# surface integrals

• Feb 28th 2009, 06:42 AM
James0502
surface integrals
evaluate double int over S (e^z) dS
where S is the surface of the sphere x^2 + y^2 + z^2 = a^2

I know dS = a^2(sintheta)(d.theta)(d.phi) using the parametrization

r = (a.sintheta.cosphi,a.sintheta.sinphi,acosphi)

so from there do I just calculate

int int e^(acosphi) a^2(sintheta)(d.theta)(d.phi)

?

many thanks
• Feb 28th 2009, 12:35 PM
ThePerfectHacker
Quote:

Originally Posted by James0502
evaluate double int over S (e^z) dS
where S is the surface of the sphere x^2 + y^2 + z^2 = a^2

I know dS = a^2(sintheta)(d.theta)(d.phi) using the parametrization

r = (a.sintheta.cosphi,a.sintheta.sinphi,acosphi)

so from there do I just calculate

int int e^(acosphi) a^2(sintheta)(d.theta)(d.phi)

?

many thanks

The surface can be parametrized as $\bold{g} : [0,2\pi]\times [0,\pi] \to \mathbb{R}^3$ as $\bold{g}(\theta,\phi) = (a^2\cos \theta \sin \phi, a^2 \sin \theta \sin \phi, a^2 \cos \phi)$.

The function that you have is $f(x,y,z) = e^z$.

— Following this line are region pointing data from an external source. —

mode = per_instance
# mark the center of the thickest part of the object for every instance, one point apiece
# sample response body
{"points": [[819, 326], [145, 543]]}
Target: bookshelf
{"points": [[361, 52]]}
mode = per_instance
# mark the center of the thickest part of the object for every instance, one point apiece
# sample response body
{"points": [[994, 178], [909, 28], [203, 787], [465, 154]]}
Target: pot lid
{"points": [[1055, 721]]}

Therefore, $\iint_S f dS = \int_0^{\pi} \int_0^{2\pi} f(\bold{g}(\theta,\phi)) \cdot \left| \frac{\partial \bold{g}}{\partial \theta} \times \frac{\partial \bold{g}}{\partial \phi} \right| d\theta ~ d\phi$

Compute that for your surface integral.